Durante todo el proceso, voy mandado fotos a su dueño (o al cómplice, porque en este caso iba a ser un regalo de cumpleaños) para que vaya viendo cómo va quedando. Las fotos de este post son las que le mande a Cris para que diera el visto bueno de su perrito. Primero la cabeza, luego el cuerpo y luego suelo enseñar 1 o 2 de las patas, antes de hacer las otras dos, para que el resultado sea el deseado. Por supuesto, antes de coserlas, porque si no… ¡ya no hay vuelta atrás!

A veces, si los futuros dueños son super valientes, me dan potestad y libertad para crearlo entero, y ya enseño el peluche terminado. ¡Sorpresa! Pero me gusta ir mandando fotos del proceso, aunque sea sólo una.
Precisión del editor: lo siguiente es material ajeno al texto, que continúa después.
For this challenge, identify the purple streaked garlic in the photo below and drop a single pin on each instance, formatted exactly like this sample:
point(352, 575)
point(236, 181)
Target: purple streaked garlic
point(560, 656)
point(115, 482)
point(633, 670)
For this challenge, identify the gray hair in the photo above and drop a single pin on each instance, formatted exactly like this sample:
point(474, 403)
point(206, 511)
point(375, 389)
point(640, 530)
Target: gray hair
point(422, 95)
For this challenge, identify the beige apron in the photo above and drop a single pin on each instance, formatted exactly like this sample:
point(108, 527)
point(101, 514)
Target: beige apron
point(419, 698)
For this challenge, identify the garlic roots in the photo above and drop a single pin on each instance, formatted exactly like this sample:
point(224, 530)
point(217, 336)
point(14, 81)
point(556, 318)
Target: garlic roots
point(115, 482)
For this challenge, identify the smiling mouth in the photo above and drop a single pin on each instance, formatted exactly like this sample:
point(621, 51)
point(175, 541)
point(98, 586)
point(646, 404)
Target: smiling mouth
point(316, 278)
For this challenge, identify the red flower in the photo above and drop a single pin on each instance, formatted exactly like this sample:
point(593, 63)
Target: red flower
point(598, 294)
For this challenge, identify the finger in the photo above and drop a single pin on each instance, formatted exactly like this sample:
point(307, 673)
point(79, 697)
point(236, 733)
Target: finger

El tiempo de realización puede variar, si tengo más pedidos que tengo que compaginar, si tengo que esperar a que den el visto bueno a alguna pieza… o si las piezas o cambios de color son complejos. Cada amigurumi es único y merece su propio tiempo.

Y luego llega el momento final: La entrega. Algunos son entregados en mano, y otros viajan lejos. Quizá os sorprenda, pero después de pasar tantas horas entre mis manos, coser cada parte, cepillar el pelaje… me da un poco de pena entregarlos.
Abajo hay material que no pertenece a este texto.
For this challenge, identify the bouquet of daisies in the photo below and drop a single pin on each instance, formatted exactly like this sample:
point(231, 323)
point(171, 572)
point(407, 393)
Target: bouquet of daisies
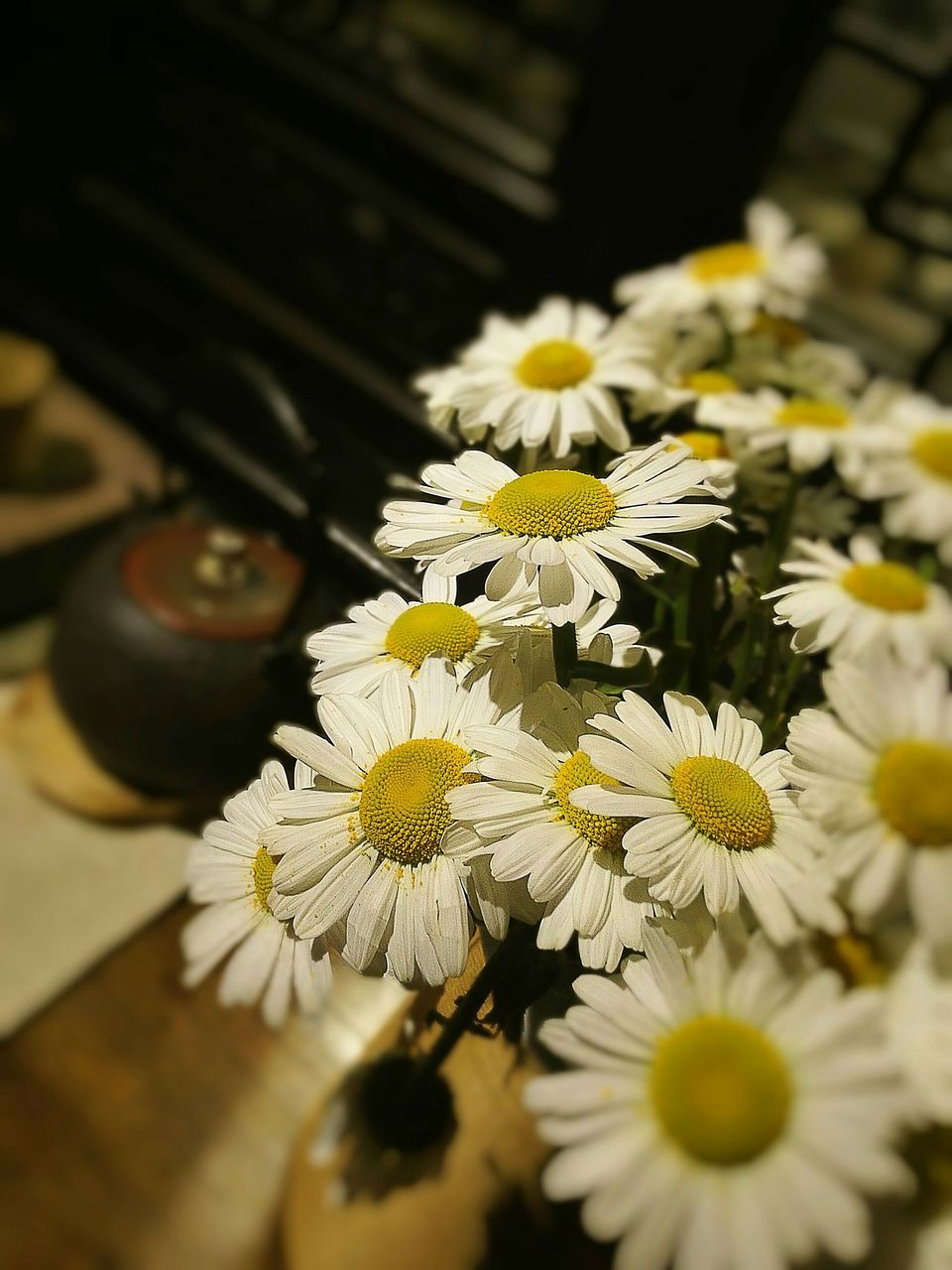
point(673, 699)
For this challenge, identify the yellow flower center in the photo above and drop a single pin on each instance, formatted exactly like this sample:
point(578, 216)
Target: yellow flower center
point(933, 451)
point(912, 786)
point(710, 382)
point(603, 832)
point(551, 504)
point(703, 444)
point(555, 363)
point(262, 873)
point(403, 804)
point(721, 1089)
point(893, 587)
point(724, 802)
point(431, 627)
point(785, 333)
point(811, 413)
point(729, 261)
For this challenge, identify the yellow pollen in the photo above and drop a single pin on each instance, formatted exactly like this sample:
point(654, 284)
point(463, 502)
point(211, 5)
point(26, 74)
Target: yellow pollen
point(551, 504)
point(721, 1089)
point(703, 444)
point(403, 804)
point(555, 363)
point(933, 451)
point(431, 627)
point(811, 413)
point(893, 587)
point(710, 382)
point(603, 832)
point(724, 802)
point(729, 261)
point(785, 333)
point(263, 873)
point(912, 788)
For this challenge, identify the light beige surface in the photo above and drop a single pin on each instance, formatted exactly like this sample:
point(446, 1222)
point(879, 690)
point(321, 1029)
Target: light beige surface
point(145, 1128)
point(127, 467)
point(71, 889)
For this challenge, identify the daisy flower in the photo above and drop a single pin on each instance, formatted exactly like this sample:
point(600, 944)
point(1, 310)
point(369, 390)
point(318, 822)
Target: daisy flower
point(721, 1112)
point(391, 633)
point(683, 365)
point(919, 1023)
point(771, 267)
point(714, 449)
point(911, 468)
point(572, 860)
point(231, 871)
point(547, 380)
point(375, 843)
point(714, 815)
point(860, 602)
point(812, 431)
point(775, 350)
point(556, 525)
point(878, 775)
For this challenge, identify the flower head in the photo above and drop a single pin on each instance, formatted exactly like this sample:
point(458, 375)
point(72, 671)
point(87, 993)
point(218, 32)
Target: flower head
point(389, 633)
point(558, 526)
point(857, 603)
point(721, 1110)
point(810, 431)
point(549, 380)
point(910, 467)
point(372, 842)
point(231, 871)
point(876, 772)
point(771, 268)
point(530, 828)
point(710, 815)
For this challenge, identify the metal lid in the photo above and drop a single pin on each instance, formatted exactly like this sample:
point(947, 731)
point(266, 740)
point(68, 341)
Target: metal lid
point(211, 580)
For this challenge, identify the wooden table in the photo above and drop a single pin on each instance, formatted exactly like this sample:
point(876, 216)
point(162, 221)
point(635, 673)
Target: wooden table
point(146, 1127)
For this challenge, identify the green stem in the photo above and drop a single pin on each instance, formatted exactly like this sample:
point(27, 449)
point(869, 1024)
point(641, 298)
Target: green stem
point(620, 676)
point(775, 548)
point(565, 653)
point(504, 961)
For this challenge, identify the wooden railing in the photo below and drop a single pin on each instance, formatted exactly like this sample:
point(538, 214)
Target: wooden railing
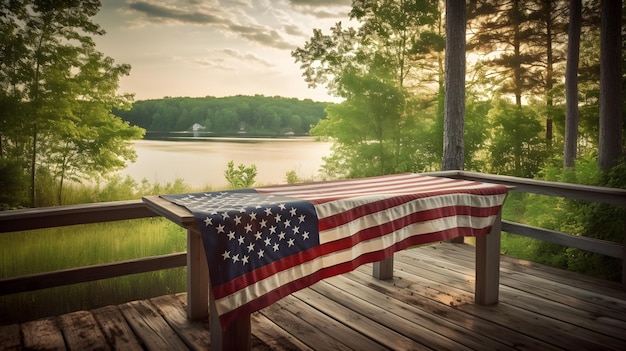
point(19, 220)
point(566, 190)
point(48, 217)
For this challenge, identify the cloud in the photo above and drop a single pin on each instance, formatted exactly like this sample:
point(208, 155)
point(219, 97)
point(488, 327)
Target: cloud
point(250, 58)
point(317, 3)
point(227, 16)
point(231, 60)
point(322, 9)
point(162, 13)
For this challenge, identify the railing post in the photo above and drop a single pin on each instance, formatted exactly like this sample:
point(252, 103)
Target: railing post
point(383, 270)
point(487, 287)
point(624, 255)
point(197, 277)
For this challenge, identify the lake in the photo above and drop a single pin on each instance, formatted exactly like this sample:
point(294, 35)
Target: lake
point(201, 162)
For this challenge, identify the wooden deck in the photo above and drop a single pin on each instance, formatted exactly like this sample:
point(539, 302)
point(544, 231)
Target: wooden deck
point(428, 305)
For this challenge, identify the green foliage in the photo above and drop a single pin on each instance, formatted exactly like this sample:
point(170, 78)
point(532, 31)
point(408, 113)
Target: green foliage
point(582, 218)
point(516, 148)
point(241, 177)
point(252, 115)
point(291, 177)
point(31, 252)
point(13, 185)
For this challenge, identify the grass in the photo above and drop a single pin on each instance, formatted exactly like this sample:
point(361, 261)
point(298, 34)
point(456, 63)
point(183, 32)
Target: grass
point(23, 253)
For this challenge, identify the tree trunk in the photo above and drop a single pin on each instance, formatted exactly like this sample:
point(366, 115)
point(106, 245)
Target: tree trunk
point(610, 129)
point(571, 83)
point(454, 109)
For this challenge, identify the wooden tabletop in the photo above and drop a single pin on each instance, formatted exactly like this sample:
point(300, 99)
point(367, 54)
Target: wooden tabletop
point(169, 210)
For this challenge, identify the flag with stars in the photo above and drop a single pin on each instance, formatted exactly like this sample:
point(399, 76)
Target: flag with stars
point(262, 244)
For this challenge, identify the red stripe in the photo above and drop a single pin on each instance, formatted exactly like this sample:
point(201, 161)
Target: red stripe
point(345, 243)
point(342, 268)
point(386, 204)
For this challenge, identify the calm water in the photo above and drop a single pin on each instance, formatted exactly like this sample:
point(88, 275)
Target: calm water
point(202, 163)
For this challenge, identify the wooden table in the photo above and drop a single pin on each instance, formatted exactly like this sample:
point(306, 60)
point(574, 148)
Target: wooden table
point(236, 336)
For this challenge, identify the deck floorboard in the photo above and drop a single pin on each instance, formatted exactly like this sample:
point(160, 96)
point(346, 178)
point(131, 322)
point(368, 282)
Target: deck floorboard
point(428, 305)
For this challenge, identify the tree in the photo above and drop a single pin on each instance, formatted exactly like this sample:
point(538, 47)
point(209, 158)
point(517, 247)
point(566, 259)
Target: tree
point(454, 112)
point(571, 83)
point(59, 86)
point(372, 67)
point(611, 120)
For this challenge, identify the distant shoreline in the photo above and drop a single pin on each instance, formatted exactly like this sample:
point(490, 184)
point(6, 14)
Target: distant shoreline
point(208, 136)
¡Pero es muy reconfortante cuando llegan a sus casas y sus dueños te escriben agradecidos! En este caso, yo no pude realizar fotografías de Ra terminado, así que Cris y Dani me mandaron algunas del pequeño Ra con el verdadero Ra, al que parece que su yo blandito le ha gustado (¡Dicen que le da besitos!)

Y eso es todo… ¡hasta el próximo pedido personalizado! ¿Qué os ha parecido?